Lemma mult_comm : commutative mult. Proof. (* ... *) Qed.

Now, try to think how you would translate a predicate like commutative in a more conventional language. If this seems difficult, it is not by chance: it is possible to prove that we can't write a program returning a boolean in these languages to test whether an operation is commutative or not. You can certainly write unit tests for checking whether this fact is true for particular inputs, e.g.:

2 + 3 == 3 + 2
4 * 5 == 5 * 4

However, if your operator works with an infinite number of inputs, these unit tests can only cover a fraction of all possible cases. Therefore, testing is always necessarily weaker than a complete formal proof.

You could wonder why we bother having booleans in Coq if Props can express everything that booleans can. The reason for that is that Coq is a constructive logic, which is what Vinz was alluding to in his comment. The most well-known consequence of this fact is that in Coq we cannot prove the following intuitive principle:

Definition excluded_middle :=
  forall P : Prop, P \/ ~ P.

which essentially says that every proposition is either true or false. "How could this possibly fail?", you might ask yourself. Roughly speaking, in constructive logics (and Coq in particular), every proof corresponds to an algorithm we can execute. In particular, when you prove a statement of the form A \/ B in a constructive logic, you can extract an (always terminating) algorithm from that proof that answers whether A or B holds. Hence, if we were able to prove the above principle, we would have an algorithm that, given some proposition, tells us whether that proposition is valid or not. Computability theory shows, however, that this is not possible in general because of undecidability: if we take P to mean "program p halts on input x", the excluded middle would yield a decider for the halting problem, which cannot exist.
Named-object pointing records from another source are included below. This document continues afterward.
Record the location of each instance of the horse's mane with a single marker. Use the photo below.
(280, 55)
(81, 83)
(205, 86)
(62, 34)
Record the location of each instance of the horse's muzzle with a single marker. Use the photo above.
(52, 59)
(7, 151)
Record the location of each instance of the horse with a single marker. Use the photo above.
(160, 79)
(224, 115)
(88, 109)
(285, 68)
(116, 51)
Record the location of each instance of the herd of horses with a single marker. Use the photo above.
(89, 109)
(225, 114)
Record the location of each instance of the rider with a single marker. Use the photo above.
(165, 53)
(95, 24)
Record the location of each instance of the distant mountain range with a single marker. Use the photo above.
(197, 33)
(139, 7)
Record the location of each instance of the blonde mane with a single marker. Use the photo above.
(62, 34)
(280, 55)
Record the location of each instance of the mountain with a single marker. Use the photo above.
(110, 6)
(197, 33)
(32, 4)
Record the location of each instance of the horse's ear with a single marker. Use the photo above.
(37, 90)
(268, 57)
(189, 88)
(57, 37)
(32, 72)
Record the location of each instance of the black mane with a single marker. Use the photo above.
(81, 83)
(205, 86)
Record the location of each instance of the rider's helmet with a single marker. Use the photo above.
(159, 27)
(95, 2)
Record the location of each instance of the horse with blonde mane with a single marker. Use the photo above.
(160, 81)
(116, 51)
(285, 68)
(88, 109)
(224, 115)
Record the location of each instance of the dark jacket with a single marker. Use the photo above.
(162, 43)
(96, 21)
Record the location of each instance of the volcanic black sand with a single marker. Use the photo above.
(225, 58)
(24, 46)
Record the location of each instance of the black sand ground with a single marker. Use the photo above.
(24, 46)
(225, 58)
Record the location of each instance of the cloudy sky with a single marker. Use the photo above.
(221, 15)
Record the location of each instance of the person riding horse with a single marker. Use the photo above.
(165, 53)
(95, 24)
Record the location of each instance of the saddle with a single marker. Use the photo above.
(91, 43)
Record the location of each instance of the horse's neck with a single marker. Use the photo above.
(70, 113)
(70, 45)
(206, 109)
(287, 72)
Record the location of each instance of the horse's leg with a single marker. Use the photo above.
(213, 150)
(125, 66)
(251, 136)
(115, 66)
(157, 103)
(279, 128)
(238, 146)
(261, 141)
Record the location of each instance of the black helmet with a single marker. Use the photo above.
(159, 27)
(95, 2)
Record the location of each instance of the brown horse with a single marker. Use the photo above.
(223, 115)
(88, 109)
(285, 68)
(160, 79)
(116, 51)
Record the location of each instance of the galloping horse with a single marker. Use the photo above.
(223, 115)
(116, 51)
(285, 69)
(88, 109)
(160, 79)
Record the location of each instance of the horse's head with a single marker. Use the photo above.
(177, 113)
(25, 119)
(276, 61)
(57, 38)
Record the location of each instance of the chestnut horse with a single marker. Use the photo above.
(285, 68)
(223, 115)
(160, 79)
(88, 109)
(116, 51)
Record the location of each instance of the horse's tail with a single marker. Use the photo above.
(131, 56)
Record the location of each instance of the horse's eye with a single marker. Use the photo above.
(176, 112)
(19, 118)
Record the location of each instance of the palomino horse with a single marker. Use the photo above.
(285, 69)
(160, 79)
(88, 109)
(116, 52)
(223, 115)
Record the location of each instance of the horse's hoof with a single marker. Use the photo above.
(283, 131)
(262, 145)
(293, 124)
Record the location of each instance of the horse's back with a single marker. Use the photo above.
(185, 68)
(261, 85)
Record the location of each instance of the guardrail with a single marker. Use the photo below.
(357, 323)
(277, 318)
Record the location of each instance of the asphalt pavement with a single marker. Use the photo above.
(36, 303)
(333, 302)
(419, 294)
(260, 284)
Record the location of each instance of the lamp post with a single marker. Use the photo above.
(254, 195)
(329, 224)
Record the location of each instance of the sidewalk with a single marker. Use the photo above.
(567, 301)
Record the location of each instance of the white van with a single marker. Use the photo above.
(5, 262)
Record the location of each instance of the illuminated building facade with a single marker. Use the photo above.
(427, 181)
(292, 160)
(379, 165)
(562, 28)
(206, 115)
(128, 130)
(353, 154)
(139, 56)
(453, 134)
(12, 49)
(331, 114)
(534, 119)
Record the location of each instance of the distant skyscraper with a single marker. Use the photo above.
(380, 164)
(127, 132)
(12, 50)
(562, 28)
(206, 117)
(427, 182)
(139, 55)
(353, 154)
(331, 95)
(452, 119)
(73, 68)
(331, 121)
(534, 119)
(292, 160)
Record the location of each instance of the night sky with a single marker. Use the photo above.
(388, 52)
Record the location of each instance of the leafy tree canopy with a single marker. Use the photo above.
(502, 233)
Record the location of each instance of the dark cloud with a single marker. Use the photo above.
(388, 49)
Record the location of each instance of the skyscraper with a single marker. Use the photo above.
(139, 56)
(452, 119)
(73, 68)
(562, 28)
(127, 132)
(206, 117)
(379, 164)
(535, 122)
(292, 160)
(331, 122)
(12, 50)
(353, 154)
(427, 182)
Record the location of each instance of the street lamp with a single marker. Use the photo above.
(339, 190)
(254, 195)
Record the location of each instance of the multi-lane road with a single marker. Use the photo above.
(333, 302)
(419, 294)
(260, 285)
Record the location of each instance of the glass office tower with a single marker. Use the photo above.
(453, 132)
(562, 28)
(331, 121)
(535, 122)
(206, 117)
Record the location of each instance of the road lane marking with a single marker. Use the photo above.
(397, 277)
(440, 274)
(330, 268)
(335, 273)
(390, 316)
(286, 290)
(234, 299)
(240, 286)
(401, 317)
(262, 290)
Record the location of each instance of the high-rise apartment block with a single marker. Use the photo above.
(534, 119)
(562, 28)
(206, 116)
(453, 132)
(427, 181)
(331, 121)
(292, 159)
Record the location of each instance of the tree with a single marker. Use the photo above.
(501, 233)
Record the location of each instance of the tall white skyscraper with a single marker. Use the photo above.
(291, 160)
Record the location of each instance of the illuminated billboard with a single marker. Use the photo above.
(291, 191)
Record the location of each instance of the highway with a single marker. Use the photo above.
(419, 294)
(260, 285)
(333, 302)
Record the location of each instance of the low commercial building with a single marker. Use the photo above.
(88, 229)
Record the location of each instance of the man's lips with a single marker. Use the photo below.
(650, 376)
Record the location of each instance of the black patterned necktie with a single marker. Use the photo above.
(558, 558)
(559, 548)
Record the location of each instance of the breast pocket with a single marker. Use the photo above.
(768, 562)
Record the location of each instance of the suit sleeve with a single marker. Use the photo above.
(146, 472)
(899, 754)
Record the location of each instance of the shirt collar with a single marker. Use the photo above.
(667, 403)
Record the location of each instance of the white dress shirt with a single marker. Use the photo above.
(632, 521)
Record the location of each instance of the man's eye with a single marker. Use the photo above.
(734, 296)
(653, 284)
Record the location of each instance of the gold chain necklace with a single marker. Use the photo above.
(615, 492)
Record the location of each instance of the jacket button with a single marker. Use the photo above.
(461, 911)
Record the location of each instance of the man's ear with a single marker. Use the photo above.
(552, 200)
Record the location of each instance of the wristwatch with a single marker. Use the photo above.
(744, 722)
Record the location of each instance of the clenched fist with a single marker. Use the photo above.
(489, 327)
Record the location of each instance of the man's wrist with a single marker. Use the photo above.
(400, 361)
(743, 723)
Now, what's interesting about booleans in Coq is that by construction they allow the use of the excluded middle, because they do correspond to an algorithm we can run. Specifically, we can prove the following:

Lemma excluded_middle_bool :
  forall b : bool, b = true \/ negb b = true.
Proof. intros b; destruct b; simpl; auto. Qed.

Thus, in Coq it is useful to consider booleans as a special case of propositions because they allow forms of reasoning that other propositions do not, namely, case analysis.

Of course, you can think that requiring that every proof correspond to an algorithm is silly, and indeed most logics allow the principle of the excluded middle. Examples of proof assistants that follow this approach by default include Isabelle/HOL and the Mizar system. In these systems, we don't have to have a distinction between booleans and propositions, and they are treated as the same thing. Isabelle, for instance, has just bool, and no Prop. Coq also allows you to blur the distinction between booleans and propostions, by assuming axioms that allow you to perform case analysis on general propositions. On the other hand, in such a setting, when you write a function that returns a boolean, you might not obtain something that you can execute as an algorithm, whereas this is always the case by default in Coq.